На Рождество мы будем как святое семейство в хлеву; там мама медиум, а дитя – маленький Спаситель, и на обоих можно молиться, оба безмолвны…

Чёрт побери, нет: на Рождество нас здесь вообще уже не будет. Наша квартира на самом деле не наша, она принадлежит Франку, а он решил от неё отказаться, вот и всё.

Не может быть, чтоб это была правда.

Я просто не верю.


«Ничто не длится вечно».

«Дети стоят денег».

«Человек человеку волк».

И: «Своих овечек надо держать в сухом месте».

Не угодно ли ещё что-нибудь из этих мудростей, Беа?

Беа меня не слышит, она в школе. Ещё в школе, и я пока могу сидеть здесь в покое и писать.

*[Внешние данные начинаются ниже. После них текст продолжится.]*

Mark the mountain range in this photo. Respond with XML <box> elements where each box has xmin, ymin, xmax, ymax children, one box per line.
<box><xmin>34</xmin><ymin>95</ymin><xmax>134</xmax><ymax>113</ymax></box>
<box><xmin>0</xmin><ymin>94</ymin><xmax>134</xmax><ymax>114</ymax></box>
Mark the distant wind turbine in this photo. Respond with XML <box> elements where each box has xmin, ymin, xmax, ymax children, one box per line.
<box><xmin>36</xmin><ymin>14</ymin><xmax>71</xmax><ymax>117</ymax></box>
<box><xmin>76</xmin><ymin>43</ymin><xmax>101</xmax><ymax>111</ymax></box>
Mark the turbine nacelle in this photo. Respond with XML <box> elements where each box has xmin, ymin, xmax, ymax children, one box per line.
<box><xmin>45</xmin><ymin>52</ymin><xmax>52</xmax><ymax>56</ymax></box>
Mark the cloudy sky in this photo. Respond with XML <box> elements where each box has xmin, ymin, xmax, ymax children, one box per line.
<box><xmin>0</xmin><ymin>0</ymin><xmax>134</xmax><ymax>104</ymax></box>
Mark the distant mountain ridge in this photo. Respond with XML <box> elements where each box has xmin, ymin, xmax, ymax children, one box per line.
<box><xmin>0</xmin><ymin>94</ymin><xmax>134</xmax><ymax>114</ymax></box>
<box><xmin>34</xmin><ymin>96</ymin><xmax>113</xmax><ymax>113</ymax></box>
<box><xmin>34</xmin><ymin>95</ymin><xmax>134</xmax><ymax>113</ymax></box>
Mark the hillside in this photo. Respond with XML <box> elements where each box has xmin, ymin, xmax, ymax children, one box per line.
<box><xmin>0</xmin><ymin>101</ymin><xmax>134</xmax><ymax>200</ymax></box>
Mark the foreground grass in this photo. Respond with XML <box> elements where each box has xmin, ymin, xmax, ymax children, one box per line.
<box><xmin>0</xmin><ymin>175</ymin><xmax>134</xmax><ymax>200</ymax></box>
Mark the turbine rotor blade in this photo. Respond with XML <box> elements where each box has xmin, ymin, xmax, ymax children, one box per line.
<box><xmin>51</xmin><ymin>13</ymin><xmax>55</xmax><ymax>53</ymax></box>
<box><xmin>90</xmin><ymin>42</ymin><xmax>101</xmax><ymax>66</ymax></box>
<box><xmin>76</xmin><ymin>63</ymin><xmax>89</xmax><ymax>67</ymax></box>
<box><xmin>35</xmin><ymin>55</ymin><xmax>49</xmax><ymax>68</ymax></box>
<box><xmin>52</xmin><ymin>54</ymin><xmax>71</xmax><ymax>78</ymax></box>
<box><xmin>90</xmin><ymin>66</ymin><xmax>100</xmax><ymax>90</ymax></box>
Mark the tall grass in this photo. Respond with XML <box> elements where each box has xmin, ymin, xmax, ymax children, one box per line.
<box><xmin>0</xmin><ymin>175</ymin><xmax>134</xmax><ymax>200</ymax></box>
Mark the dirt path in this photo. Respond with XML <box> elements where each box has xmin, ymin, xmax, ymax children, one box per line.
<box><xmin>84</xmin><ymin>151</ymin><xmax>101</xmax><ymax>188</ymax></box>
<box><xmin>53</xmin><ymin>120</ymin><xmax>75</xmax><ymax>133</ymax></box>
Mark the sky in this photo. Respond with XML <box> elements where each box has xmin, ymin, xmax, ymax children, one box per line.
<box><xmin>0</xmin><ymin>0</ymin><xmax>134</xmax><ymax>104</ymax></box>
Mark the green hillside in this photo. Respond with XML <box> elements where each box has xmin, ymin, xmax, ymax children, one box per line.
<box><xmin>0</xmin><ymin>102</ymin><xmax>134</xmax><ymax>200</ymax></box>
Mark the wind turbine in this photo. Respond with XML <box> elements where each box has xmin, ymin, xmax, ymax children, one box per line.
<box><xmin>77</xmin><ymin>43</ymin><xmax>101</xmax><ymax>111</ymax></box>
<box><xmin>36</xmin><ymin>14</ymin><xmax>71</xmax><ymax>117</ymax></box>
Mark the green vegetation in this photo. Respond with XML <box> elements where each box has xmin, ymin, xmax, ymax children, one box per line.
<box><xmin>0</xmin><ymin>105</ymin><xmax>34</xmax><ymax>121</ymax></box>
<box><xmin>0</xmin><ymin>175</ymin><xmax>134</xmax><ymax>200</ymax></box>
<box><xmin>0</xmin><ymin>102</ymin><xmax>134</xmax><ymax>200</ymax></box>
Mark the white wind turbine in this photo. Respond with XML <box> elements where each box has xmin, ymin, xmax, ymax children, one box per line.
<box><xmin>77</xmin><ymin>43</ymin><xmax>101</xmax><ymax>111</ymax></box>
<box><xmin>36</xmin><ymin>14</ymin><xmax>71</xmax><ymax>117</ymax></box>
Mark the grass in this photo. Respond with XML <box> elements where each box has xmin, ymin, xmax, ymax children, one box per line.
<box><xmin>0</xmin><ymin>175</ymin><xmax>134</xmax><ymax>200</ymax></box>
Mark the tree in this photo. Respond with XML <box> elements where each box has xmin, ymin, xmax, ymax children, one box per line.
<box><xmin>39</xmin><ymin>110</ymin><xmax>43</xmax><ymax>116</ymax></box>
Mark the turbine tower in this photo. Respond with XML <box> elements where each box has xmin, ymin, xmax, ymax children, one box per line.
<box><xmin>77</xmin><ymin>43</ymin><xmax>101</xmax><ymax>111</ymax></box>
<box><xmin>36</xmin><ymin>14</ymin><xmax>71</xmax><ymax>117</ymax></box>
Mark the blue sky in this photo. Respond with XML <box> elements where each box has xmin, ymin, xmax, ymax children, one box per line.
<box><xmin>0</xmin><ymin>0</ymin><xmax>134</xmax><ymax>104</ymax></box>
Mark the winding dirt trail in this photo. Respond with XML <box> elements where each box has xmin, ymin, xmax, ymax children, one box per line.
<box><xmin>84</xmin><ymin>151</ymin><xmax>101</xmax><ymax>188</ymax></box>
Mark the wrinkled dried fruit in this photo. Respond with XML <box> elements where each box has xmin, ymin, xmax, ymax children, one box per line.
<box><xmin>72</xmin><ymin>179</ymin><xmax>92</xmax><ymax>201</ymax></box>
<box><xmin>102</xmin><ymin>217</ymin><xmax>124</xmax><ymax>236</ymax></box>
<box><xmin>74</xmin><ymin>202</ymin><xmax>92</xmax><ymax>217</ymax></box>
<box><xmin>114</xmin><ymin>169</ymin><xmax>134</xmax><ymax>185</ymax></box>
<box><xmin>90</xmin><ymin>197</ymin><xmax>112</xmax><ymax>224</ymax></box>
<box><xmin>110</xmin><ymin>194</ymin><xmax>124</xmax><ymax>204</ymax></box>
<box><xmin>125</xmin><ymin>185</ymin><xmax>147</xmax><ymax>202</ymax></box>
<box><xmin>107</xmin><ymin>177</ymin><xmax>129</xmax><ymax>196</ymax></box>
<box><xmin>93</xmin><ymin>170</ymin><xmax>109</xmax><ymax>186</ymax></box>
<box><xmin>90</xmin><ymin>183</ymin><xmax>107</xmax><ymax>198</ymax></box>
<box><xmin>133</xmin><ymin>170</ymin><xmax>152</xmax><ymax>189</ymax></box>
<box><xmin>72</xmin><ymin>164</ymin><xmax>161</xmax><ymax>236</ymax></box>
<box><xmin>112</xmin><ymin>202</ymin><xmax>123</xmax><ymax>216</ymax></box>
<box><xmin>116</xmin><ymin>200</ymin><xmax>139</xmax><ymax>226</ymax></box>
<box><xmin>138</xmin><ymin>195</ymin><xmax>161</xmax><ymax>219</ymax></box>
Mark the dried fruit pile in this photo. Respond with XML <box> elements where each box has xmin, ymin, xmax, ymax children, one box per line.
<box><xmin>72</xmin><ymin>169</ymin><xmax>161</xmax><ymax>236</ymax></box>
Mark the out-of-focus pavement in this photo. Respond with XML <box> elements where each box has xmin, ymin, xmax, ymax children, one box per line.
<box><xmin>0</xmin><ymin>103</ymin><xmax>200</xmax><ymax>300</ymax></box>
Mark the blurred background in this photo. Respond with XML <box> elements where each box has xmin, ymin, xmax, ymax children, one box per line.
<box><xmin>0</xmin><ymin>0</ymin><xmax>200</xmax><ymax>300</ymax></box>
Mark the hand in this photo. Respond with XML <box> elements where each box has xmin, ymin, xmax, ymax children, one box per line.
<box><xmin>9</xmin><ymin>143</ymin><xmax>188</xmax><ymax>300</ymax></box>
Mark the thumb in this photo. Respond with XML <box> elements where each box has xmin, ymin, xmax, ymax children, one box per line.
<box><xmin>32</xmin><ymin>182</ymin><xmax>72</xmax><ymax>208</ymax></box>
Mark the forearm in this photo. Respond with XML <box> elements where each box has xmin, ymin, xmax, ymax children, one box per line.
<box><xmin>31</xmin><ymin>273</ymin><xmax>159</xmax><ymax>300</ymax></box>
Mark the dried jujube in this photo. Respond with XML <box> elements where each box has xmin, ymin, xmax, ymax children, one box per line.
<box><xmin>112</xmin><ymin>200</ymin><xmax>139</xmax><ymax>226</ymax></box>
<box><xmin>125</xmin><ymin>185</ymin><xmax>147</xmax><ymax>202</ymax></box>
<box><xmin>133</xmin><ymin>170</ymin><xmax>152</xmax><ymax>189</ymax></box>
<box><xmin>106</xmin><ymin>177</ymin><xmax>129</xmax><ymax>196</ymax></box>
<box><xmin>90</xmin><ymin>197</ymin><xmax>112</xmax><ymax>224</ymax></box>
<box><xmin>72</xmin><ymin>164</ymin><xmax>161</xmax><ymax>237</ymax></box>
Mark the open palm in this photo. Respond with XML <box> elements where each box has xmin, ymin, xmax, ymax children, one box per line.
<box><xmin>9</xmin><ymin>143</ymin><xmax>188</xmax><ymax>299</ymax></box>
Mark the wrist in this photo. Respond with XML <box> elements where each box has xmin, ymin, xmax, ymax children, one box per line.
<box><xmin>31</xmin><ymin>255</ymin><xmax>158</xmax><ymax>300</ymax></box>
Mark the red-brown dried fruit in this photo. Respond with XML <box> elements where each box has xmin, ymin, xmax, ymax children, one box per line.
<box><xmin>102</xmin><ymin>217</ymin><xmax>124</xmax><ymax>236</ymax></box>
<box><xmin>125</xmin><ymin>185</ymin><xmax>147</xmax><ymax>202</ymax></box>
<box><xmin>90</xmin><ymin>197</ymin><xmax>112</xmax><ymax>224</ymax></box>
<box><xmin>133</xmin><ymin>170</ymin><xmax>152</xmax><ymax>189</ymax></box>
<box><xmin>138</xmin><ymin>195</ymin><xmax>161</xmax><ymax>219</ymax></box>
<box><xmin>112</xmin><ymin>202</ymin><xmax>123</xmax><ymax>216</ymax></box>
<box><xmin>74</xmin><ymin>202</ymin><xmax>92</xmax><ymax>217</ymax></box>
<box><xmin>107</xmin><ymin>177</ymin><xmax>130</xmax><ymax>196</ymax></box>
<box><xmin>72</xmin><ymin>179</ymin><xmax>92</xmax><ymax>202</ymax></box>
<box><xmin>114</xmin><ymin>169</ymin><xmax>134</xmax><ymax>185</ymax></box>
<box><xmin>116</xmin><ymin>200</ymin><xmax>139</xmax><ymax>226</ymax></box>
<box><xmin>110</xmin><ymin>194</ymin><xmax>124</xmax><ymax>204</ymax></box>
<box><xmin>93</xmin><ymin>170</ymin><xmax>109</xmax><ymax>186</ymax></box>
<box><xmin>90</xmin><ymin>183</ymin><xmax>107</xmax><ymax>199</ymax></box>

Я сижу в своём чуланчике, вообще-то это кладовка, которая в наши дни уже ни для чего не нужна. В наши дни в таком месте обычно устанавливают стиральную машину. Но у нас по-другому, у нас здесь сидит Рези и курит. Курит и тюкает по клавишам своего ноутбука, который того и гляди испустит дух. Часы в нём уже остановились, притом что это самое простое в компьютере, нет? Интернет тоже надолго пропадает, но это нормально, связи легко уязвимы и рвутся, я тоже была частью сети.

«Опять изображаешь жертву», – шепчет во мне Ульф.

Да, это верно, я исправлюсь: я сама виновата. Этому ящику уже двенадцать лет, а известно же, что такие устройства в наши дни не рассчитаны на долгий срок службы, самое большее раз в пять лет надо обзаводиться новым.

«Сама виновата, вот и расплата», как говорят дети.